Dans un précédent article, le père Laurent Pidole montrait comment l’intention missionnaire traversait tous les documents du concile Vatican II. Dansa cette section, il s’intéresse de manière plus particulière au décret sur l’activité missionnaire de l’Eglise, Ad Gentes.

Le Décret sur l’activité missionnaire de l’Église, Ad Gentes, nous fait découvrir plus précisément ce qui a ouvert la porte à la nouvelle évangélisation.
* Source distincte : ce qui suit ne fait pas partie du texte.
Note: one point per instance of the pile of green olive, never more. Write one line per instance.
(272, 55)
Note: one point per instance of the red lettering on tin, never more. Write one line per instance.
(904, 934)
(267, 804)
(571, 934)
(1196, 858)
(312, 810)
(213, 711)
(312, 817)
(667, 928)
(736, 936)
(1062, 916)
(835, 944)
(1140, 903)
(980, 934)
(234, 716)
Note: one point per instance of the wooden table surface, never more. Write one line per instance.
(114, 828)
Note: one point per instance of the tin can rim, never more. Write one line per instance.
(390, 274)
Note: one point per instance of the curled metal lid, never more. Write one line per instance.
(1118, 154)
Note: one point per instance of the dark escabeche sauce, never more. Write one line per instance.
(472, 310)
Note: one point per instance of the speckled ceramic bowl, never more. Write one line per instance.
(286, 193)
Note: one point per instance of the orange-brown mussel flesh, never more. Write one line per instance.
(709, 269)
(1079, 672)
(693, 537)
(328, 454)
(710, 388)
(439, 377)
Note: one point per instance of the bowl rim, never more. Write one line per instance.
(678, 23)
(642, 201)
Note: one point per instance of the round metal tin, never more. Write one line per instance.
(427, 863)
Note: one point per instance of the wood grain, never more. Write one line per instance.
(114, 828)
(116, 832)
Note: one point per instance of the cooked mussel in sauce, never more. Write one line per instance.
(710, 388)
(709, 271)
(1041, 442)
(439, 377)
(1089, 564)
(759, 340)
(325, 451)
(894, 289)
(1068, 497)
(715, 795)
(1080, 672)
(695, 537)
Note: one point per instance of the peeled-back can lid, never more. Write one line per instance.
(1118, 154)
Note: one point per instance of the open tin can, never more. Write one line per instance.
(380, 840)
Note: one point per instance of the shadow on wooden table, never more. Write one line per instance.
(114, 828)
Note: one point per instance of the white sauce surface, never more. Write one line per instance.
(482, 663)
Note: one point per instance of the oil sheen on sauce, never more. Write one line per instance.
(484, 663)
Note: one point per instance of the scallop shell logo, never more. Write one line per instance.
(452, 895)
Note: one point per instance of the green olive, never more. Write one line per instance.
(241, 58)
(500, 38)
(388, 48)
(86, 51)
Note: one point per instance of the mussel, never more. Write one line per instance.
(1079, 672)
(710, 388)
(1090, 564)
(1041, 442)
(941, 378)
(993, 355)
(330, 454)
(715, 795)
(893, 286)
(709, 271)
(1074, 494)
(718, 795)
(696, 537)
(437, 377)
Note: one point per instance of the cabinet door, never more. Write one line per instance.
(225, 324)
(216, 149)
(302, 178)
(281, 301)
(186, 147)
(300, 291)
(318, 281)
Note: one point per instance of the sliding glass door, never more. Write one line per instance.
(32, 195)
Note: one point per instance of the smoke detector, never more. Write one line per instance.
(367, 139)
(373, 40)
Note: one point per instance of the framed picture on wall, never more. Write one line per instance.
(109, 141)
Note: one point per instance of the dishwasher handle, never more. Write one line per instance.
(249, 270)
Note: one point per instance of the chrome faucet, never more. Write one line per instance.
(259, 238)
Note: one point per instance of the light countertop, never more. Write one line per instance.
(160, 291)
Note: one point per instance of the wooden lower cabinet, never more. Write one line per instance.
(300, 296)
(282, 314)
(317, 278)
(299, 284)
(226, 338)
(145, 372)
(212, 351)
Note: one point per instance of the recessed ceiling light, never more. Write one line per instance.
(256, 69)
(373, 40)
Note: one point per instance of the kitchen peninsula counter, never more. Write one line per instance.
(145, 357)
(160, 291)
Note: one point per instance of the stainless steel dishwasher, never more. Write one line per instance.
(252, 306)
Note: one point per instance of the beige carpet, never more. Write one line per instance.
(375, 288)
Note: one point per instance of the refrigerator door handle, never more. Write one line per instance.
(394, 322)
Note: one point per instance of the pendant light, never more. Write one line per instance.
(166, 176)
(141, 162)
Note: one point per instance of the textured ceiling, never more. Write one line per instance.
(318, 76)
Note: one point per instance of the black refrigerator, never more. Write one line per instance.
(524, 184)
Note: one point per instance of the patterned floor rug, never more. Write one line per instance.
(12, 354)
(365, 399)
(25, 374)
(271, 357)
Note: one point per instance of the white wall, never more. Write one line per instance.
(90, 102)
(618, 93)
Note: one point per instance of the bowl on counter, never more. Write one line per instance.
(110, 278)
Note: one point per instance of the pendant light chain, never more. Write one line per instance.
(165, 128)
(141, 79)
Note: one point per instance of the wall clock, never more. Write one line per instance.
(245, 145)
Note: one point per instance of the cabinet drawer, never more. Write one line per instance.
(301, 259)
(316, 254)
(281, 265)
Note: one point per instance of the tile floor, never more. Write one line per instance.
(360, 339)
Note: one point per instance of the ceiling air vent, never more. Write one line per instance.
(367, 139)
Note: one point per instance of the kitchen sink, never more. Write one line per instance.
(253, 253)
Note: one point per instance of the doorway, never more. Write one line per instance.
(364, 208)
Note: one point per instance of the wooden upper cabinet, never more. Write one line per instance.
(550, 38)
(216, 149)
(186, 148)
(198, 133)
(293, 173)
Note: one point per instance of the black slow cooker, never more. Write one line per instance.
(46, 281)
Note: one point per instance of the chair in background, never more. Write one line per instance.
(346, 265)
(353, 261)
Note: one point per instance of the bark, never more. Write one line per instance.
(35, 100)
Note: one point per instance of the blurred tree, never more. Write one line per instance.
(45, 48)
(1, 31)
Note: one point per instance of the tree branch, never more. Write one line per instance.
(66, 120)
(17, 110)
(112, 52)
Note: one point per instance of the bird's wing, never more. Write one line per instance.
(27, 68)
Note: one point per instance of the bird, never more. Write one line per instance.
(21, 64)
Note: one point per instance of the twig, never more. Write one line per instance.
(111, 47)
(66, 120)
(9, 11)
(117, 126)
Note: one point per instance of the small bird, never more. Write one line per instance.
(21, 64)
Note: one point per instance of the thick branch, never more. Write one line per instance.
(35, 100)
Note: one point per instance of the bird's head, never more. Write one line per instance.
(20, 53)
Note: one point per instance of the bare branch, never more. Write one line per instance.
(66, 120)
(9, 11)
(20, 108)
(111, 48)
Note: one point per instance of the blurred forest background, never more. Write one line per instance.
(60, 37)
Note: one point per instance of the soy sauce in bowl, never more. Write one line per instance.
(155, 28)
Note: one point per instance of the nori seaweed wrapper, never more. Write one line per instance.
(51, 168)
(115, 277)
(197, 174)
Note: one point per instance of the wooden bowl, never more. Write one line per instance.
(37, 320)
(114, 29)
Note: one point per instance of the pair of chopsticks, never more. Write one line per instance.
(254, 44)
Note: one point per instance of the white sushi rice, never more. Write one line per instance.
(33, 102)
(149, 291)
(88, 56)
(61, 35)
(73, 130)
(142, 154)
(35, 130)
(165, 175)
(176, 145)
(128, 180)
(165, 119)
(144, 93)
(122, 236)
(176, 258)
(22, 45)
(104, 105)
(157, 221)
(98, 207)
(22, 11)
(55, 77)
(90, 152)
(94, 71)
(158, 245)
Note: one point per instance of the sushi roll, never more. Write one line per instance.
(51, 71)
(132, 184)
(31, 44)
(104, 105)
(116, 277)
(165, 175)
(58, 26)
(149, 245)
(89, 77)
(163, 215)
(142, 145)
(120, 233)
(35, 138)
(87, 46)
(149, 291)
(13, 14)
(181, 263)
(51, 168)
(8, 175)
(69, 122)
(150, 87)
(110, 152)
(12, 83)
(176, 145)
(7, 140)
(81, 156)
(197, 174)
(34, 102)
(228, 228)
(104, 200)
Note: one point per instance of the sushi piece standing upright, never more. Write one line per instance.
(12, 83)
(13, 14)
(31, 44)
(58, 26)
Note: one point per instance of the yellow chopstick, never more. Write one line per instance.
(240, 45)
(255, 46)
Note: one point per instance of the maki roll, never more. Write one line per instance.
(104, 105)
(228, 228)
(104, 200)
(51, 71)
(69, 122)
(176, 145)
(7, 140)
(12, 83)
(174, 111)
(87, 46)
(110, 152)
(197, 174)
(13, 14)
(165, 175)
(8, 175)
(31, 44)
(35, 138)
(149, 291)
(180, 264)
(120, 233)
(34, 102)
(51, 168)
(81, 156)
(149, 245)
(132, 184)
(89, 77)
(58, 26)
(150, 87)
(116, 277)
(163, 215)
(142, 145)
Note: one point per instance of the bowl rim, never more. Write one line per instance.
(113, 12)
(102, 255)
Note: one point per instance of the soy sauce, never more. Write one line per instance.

Commençant par rappeler la définition de l’Église dans Lumen Gentium comme « sacrement universel du salut » (Lumen Gentium, 48), le décret Ad Gentes affirme que celle-ci, « en vertu des exigences intimes de sa propre catholicité et obéissant au commandement de son fondateur (cf. Mc 16,16), est tendue de tout son effort vers la prédication de l’Évangile à tous les hommes ». A travers de nouvelles conditions pour l’humanité, l’Église est même appelée aujourd’hui « de façon plus pressante à sauver et à rénover toute créature, afin que tout soit restauré dans le Christ […] » Le Concile, selon ses mots, « veut rassembler les forces de tous les fidèles pour que le peuple de Dieu, s’avançant par la porte étroite de la croix, étende partout le règne du Christ Seigneur […] et qu’il prépare les voies à son avènement » (Ad Gentes, 1). Oui, cil s’agit bien tous les fidèles, et pas uniquement ceux qui appartiennent à un institut missionnaire. Où en sommes-nous aujourd’hui dans l’obéissance au commandement missionnaire du Christ ? Où en sommes-nous dans la docilité à l’Esprit Saint qui fait jaillir en nous la charité qui nous pousse à désirer le salut de tous ?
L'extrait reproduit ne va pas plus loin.